The whole thing is a house of cards that threatens to collapse on itself. We're the only force holding it up. There's about ten billion other organizations all doing whatever they want, when they want. The temporal buoy system helps keep at least some of that behavior in check. I know some of the others disagree with me and think the first offense should be temporal erasure, but as I always tell them, we're about nudges, not shoves. If threatening someone with complete erasure from existence gets them to rethink their cross-time antics, so much the better. Saves me some "future" trouble. And if they don't listen, we step up enforcement. Of course, we know ahead of time who will be reached and who won't, but managing when exactly they appear at the End Point is trickier. Time doesn't flow in any normal way in this place, so it's more about whether you walked through the right door the right way while you're in a particular mood, and then suddenly there's some guy sitting in front of you that's committed 187 temporal felonies and you're at the phase where you have to impound his time machine. You send him on his way, he wakes up thinking he had some really strange dream, and maybe he shapes up, and maybe he doesn't. Well, from his perspective it's a "maybe." The second I'm face-to-face with him, I already know whether this is a guy I'll be erasing at some point. But I have to do the formalities. I have to speak to them each time, give them the warnings, implore them to stop, warn them of the risks of time travel not just to themselves but all of existence.
Do any of them ever actually listen? Not really.
So, tying up the fragmenting timelines with vacuoles is about the only answer we have to the damage they cause. Temporal erasure is more like a post facto execution, except not because no one will ever remember that the offender ever existed, and for all intents and purposes they really didn't exist. In that way, it's something gentler than an execution. You didn't get to suffer because you weren't real in the first place. Isn't that comforting?

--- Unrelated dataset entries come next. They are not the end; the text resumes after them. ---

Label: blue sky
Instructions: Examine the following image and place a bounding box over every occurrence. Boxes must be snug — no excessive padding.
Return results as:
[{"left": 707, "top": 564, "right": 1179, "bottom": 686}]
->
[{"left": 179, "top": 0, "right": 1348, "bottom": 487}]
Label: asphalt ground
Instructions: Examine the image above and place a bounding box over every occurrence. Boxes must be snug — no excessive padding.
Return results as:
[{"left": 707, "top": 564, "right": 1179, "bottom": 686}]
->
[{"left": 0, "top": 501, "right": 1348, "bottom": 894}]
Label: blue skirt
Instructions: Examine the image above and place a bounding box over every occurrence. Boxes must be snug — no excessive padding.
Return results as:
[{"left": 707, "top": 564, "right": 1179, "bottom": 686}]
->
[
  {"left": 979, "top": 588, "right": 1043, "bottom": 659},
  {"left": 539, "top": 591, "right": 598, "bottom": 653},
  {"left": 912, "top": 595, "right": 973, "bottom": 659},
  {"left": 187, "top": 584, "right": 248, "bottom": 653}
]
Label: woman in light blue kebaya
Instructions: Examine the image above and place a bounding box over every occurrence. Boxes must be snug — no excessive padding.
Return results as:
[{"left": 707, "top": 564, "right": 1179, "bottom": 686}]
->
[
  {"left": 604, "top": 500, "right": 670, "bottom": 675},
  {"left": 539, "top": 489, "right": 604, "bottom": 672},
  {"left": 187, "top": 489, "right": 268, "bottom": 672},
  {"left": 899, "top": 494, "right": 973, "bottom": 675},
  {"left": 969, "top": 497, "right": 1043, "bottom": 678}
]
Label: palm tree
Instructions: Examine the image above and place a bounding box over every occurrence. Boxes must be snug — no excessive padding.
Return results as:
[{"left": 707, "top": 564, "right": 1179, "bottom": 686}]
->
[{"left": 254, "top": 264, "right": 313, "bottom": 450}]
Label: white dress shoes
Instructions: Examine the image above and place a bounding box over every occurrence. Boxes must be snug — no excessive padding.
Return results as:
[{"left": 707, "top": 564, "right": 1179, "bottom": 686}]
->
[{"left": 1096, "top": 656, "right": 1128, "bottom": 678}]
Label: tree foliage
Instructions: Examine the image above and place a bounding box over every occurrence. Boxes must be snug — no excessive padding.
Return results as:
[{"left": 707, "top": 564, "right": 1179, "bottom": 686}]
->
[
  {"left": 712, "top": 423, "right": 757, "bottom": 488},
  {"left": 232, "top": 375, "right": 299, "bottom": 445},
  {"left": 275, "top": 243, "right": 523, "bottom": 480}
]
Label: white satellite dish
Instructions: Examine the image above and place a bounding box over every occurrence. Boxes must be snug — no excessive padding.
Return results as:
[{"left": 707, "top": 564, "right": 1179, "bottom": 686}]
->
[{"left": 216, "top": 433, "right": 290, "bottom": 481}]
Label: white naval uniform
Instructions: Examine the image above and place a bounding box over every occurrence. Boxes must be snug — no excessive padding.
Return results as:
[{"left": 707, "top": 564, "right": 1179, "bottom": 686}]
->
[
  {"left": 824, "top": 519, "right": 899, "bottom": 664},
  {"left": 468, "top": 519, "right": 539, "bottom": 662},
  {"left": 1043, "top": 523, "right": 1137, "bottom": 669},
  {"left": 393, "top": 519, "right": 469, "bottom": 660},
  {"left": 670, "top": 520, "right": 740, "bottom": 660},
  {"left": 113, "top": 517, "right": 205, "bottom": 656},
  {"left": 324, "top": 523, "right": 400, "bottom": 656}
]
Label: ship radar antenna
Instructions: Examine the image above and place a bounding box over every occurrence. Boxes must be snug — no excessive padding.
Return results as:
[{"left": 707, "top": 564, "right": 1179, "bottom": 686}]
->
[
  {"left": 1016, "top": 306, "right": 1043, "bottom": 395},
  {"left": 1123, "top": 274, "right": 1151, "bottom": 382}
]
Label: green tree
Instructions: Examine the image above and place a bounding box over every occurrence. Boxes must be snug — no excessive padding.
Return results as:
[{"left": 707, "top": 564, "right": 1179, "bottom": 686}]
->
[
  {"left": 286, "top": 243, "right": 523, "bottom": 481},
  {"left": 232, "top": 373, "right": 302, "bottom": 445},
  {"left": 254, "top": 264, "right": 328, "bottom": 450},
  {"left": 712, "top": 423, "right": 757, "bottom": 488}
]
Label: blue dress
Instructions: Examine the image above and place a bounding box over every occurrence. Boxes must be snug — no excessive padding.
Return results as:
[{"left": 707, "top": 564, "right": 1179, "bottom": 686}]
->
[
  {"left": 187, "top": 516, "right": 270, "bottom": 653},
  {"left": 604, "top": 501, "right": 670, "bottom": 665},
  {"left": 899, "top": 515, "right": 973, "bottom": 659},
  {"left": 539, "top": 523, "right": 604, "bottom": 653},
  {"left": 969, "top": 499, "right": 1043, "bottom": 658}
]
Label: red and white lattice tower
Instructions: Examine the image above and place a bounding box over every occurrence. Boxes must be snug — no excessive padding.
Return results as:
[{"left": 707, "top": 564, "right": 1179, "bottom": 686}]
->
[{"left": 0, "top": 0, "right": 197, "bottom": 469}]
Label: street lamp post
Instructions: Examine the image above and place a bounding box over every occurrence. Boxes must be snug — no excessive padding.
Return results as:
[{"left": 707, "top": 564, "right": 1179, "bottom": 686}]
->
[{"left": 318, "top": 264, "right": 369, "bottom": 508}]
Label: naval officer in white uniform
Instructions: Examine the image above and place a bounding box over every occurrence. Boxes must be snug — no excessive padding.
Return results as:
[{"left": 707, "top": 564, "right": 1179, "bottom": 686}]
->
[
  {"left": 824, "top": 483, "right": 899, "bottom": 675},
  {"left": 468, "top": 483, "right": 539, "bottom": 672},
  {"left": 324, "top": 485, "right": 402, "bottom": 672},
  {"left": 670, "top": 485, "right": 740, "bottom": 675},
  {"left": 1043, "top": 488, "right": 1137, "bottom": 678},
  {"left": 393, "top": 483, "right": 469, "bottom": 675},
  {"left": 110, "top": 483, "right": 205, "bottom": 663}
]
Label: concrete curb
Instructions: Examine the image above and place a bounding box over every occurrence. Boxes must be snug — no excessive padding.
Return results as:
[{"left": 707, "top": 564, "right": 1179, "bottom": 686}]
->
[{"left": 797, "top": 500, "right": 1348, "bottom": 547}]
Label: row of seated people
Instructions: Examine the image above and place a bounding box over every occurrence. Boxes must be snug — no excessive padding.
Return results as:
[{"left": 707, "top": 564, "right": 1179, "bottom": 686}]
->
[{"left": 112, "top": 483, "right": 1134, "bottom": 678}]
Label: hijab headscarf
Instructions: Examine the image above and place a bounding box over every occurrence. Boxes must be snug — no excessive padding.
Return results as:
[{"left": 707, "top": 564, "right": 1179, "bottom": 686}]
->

I think about those Robert Maxwells who are lucky enough to grow old and die. Most of them are less lucky. The only way I can grow old and die is by retiring. My predecessor wanted to do that, but in his own way. He used some device he developed to hide himself from all temporal monitoring, or so he claimed. He could have also self-erased. There's no way to tell the difference between the two, strictly speaking. Sometimes I think he's still out there, working off the grid, so to speak. I think that because maybe I'd like to do that, one day, as if "one day" means anything here. But I'd have to find another Robert Maxwell, somewhere in the glut of time, that I'd be OK having replace me. I haven't had any luck with that so far. They're all such insufferable little pricks.